Over the decades, Lockard’s favorite activities have included woodworking and (less recently) fishing, and he was also instrumental in founding the Greater Aiken Estates Neighborhood Association. He was its founder and first president (2006-10).
His family’s heirloom at Aiken Estates includes greenery with annual flashes of rose, just yards from Whiskey Road, in the form of a camellia bush “planted in honor of Phil and Emily Lockard for their dedication and their devotion to the Greater Aiken Estates Neighborhood Association.”
His routine no longer includes visits to the USCA Wellness Center, due to COVID-19 concerns, but weightlifting and stretching are part of his weekly routine, as he pointed out he a few decades ago.
“While we were there we had a 30 minute stretching session and worked every joint in our body, from fingertips to rotating my feet to raising my legs and rolling my arms. We were working every joint in our body, which I think has helped loosen up the joints now. We’d do anything with them… They had a good rehab program there, and I guess they still offer it.

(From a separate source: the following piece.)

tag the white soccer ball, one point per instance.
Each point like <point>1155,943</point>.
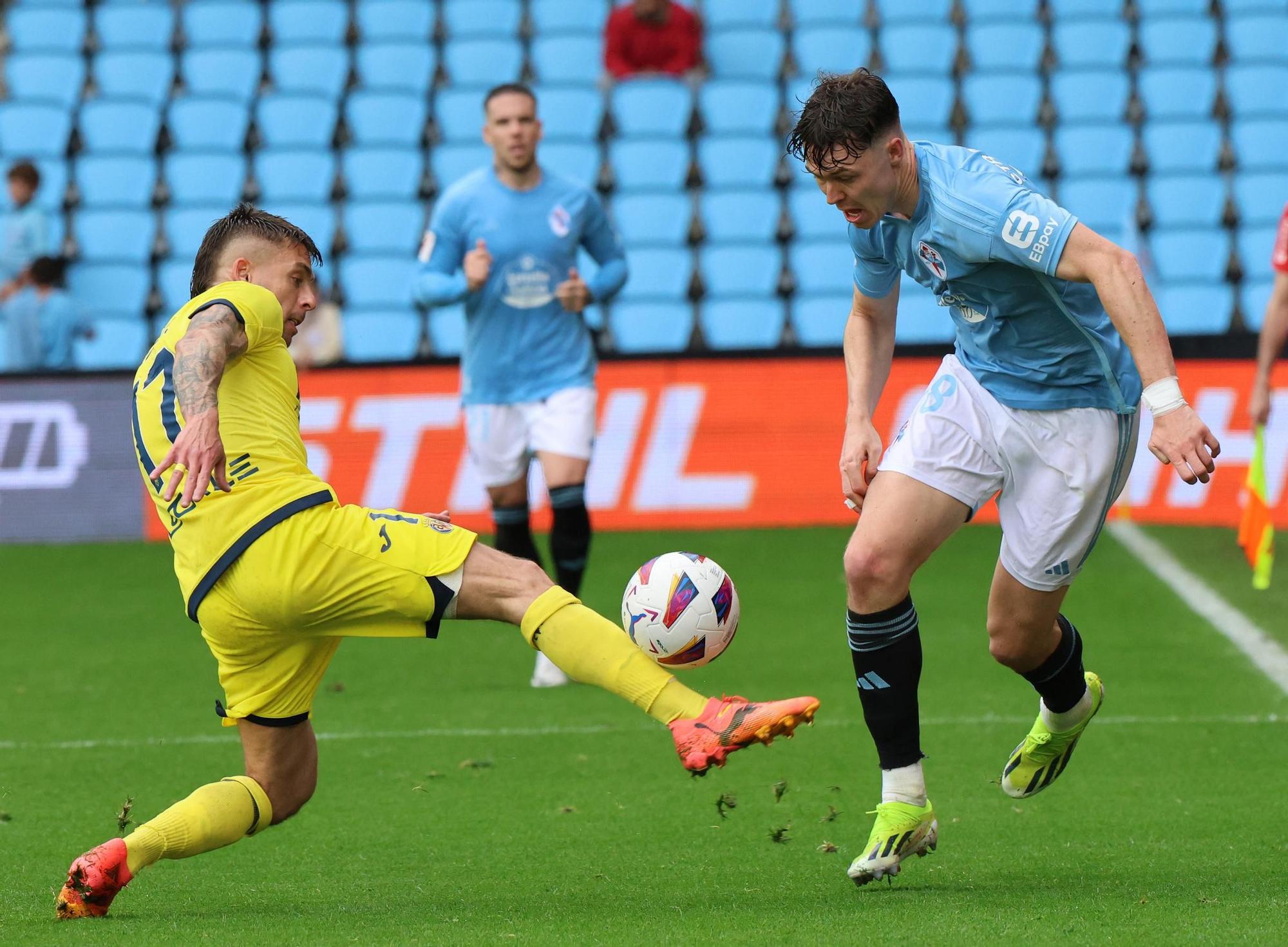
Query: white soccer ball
<point>682,609</point>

Lockard’s experience also includes involvement with Aiken County Habitat for Humanity (as a founding board member and second president), the Aiken Council of Neighborhoods (as a co-founder, with the late Bill Gassman) and the boards of the Aiken-Barnwell Mental Health Center and area churches serve together.

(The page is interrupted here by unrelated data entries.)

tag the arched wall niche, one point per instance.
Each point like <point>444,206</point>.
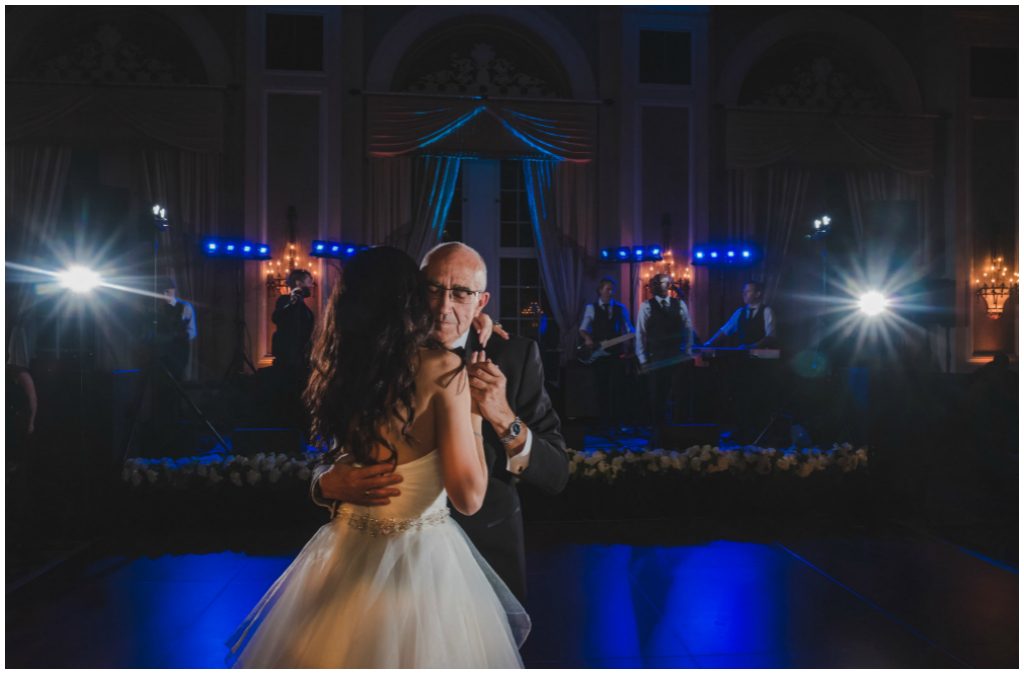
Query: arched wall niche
<point>813,72</point>
<point>481,54</point>
<point>848,38</point>
<point>388,67</point>
<point>118,45</point>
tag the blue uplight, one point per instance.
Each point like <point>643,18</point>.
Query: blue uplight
<point>217,247</point>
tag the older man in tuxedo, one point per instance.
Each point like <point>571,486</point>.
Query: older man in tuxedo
<point>521,439</point>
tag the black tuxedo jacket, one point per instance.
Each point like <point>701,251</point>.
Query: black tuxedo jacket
<point>497,529</point>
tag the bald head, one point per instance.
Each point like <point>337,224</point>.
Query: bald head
<point>455,266</point>
<point>457,254</point>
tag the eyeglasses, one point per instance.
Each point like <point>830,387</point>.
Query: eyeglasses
<point>460,295</point>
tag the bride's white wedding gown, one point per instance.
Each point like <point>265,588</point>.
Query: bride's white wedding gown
<point>395,586</point>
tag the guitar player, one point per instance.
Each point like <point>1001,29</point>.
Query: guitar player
<point>604,320</point>
<point>664,335</point>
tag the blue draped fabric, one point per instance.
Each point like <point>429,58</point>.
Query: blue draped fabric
<point>436,182</point>
<point>406,125</point>
<point>561,209</point>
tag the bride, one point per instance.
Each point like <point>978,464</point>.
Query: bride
<point>394,586</point>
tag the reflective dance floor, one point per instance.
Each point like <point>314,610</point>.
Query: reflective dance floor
<point>651,593</point>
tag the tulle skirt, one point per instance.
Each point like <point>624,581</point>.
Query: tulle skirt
<point>356,598</point>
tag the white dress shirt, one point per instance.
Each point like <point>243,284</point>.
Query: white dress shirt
<point>589,316</point>
<point>644,316</point>
<point>732,325</point>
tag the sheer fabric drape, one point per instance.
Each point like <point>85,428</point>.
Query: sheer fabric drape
<point>560,196</point>
<point>35,184</point>
<point>764,206</point>
<point>410,200</point>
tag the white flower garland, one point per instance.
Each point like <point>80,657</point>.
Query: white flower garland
<point>267,470</point>
<point>704,460</point>
<point>259,469</point>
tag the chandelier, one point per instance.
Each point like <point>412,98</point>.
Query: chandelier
<point>995,286</point>
<point>276,270</point>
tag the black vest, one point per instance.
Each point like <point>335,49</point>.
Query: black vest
<point>605,328</point>
<point>171,326</point>
<point>752,330</point>
<point>665,329</point>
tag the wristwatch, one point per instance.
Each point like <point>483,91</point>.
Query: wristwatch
<point>515,430</point>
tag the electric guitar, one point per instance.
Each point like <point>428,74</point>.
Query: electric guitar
<point>588,354</point>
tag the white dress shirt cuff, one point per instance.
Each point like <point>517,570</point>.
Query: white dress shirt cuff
<point>520,462</point>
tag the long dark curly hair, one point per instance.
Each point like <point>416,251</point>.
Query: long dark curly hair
<point>364,356</point>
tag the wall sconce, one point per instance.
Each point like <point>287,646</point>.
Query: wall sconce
<point>995,286</point>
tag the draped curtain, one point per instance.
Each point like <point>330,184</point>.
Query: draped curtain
<point>878,184</point>
<point>764,206</point>
<point>189,184</point>
<point>403,125</point>
<point>183,118</point>
<point>410,199</point>
<point>35,184</point>
<point>758,138</point>
<point>560,197</point>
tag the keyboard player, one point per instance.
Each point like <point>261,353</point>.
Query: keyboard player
<point>752,326</point>
<point>748,385</point>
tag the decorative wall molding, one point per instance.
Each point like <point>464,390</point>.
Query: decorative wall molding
<point>482,72</point>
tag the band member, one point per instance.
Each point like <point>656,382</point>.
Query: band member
<point>175,329</point>
<point>605,320</point>
<point>752,326</point>
<point>290,345</point>
<point>749,385</point>
<point>664,333</point>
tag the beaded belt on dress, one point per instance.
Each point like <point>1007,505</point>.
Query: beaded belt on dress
<point>390,525</point>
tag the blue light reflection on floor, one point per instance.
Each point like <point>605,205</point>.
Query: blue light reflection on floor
<point>636,605</point>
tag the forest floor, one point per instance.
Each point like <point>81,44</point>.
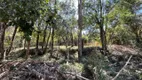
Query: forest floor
<point>94,65</point>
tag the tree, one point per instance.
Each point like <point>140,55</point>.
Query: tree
<point>80,25</point>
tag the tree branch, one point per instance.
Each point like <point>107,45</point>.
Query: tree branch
<point>122,68</point>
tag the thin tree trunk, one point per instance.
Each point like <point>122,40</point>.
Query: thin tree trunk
<point>137,38</point>
<point>11,44</point>
<point>2,35</point>
<point>37,41</point>
<point>72,42</point>
<point>24,44</point>
<point>28,49</point>
<point>102,32</point>
<point>52,42</point>
<point>80,29</point>
<point>44,51</point>
<point>44,37</point>
<point>103,40</point>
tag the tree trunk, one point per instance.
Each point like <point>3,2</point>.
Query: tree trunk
<point>44,51</point>
<point>11,44</point>
<point>102,32</point>
<point>72,42</point>
<point>103,39</point>
<point>2,35</point>
<point>44,37</point>
<point>37,41</point>
<point>28,49</point>
<point>137,38</point>
<point>24,44</point>
<point>52,42</point>
<point>79,29</point>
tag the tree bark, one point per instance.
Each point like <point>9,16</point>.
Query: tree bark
<point>102,32</point>
<point>2,35</point>
<point>37,41</point>
<point>79,29</point>
<point>137,38</point>
<point>11,44</point>
<point>52,42</point>
<point>44,37</point>
<point>47,40</point>
<point>28,49</point>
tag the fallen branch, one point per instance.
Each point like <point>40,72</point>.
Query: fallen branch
<point>77,75</point>
<point>122,68</point>
<point>35,72</point>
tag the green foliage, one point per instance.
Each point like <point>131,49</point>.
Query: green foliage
<point>97,64</point>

The local homelessness situation, he says, pricks his conscience.
“We don’t seem to be making any progress in getting homeless people off the streets in cold weather, and that’s one of my concerns right now, in particular, I hate to see our veterans treated poorly, and a lot of they are homeless. I have never served, and none of my family has ever had the opportunity to serve, but I really feel for those who are homeless.”

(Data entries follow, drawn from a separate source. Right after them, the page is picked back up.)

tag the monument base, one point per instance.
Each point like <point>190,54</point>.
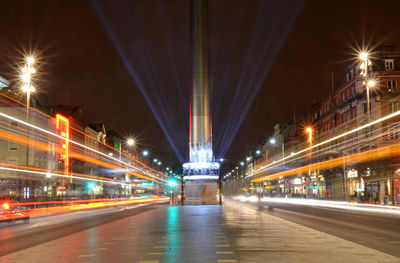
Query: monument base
<point>201,192</point>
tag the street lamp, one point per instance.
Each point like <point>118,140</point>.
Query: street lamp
<point>309,131</point>
<point>130,142</point>
<point>365,62</point>
<point>273,141</point>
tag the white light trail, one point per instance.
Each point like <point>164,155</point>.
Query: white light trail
<point>69,140</point>
<point>48,175</point>
<point>394,114</point>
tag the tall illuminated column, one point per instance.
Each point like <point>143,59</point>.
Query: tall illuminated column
<point>201,173</point>
<point>200,123</point>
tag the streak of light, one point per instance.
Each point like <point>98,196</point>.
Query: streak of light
<point>58,175</point>
<point>369,155</point>
<point>80,132</point>
<point>333,204</point>
<point>44,146</point>
<point>394,114</point>
<point>49,172</point>
<point>69,140</point>
<point>77,206</point>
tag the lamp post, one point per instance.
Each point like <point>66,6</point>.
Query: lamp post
<point>26,76</point>
<point>273,141</point>
<point>369,83</point>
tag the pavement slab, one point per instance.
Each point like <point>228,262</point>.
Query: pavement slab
<point>231,233</point>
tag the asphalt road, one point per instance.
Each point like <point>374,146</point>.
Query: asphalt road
<point>374,230</point>
<point>19,235</point>
<point>234,232</point>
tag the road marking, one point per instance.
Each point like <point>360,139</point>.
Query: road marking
<point>87,256</point>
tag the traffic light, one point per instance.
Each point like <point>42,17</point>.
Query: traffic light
<point>91,186</point>
<point>172,183</point>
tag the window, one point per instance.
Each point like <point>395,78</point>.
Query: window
<point>392,85</point>
<point>12,146</point>
<point>26,193</point>
<point>389,64</point>
<point>393,107</point>
<point>394,133</point>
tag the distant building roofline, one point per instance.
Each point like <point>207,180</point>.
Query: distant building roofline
<point>4,83</point>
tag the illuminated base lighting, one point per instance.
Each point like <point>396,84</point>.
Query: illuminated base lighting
<point>201,165</point>
<point>201,171</point>
<point>200,177</point>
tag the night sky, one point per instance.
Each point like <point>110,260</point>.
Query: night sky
<point>80,64</point>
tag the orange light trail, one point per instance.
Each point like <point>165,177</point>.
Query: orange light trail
<point>21,139</point>
<point>86,135</point>
<point>65,133</point>
<point>79,205</point>
<point>366,156</point>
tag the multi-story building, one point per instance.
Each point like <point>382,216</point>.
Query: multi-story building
<point>344,110</point>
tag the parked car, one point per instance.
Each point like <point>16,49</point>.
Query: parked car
<point>12,211</point>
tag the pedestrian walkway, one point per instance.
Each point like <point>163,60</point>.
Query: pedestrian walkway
<point>231,233</point>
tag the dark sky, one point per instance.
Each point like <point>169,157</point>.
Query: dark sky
<point>81,66</point>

Lockard’s appreciation of good medical care predates his Mended Hearts experience by a few decades. He and his future wife met in Texarkana, Texas in 1962, attending a religious ceremony in connection with his role in Christian education involving seven congregations. At the time, he was a recent graduate of Lyon College (then known as Arkansas College, in the town of Batesville), and she was an accountant at Wadley Hospital, Texarkana.
They became engaged in 1963, and on the first day of 1964, Lockard suffered a broken jaw, fractured ribs, and other injuries in a car accident that landed him in hospital for three months, in due to a bad encounter with black ice on a road. in Appomattox, Virginia. At the time, he was pursuing a master’s degree in Christian education at the Presbyterian School of Christian Education, in Richmond, Virginia.
“I give my homage to my lord and savior for helping me recover,” he said, adding that he was also grateful for divine guidance in 2000 as he underwent heart surgery and recovered with success.
Regarding Mended Hearts, Lockard said he doesn’t know if or when Local Organization (Chapter 294) will get back on their feet. Mel Sires, one of Lockard’s longtime associates at Mended Hearts, noted that outreach to local hospital visits began on September 1, 2001 and continued until late February 2020, when the pandemic was making headlines in the United States.
During this period, Mended Hearts representatives visited 26,247 individual patients at Aiken Regional Medical Centers and conducted 5,705 family visits. The total number of patient visits, Sires said, was 47,839.
Lockard “was involved in all of this,” Sires noted. “He was always very dedicated and very committed.”
Lockard pointed out that Aiken’s Mended Hearts chapter, at one point, had over 100 members, with 50 certified visitors in the mix. Certification was achieved through hours of training at Aiken Regional Medical Centers and also through the Mended Hearts National Office, all focused on “proper visitation etiquette – the do’s and don’ts for visit a patient.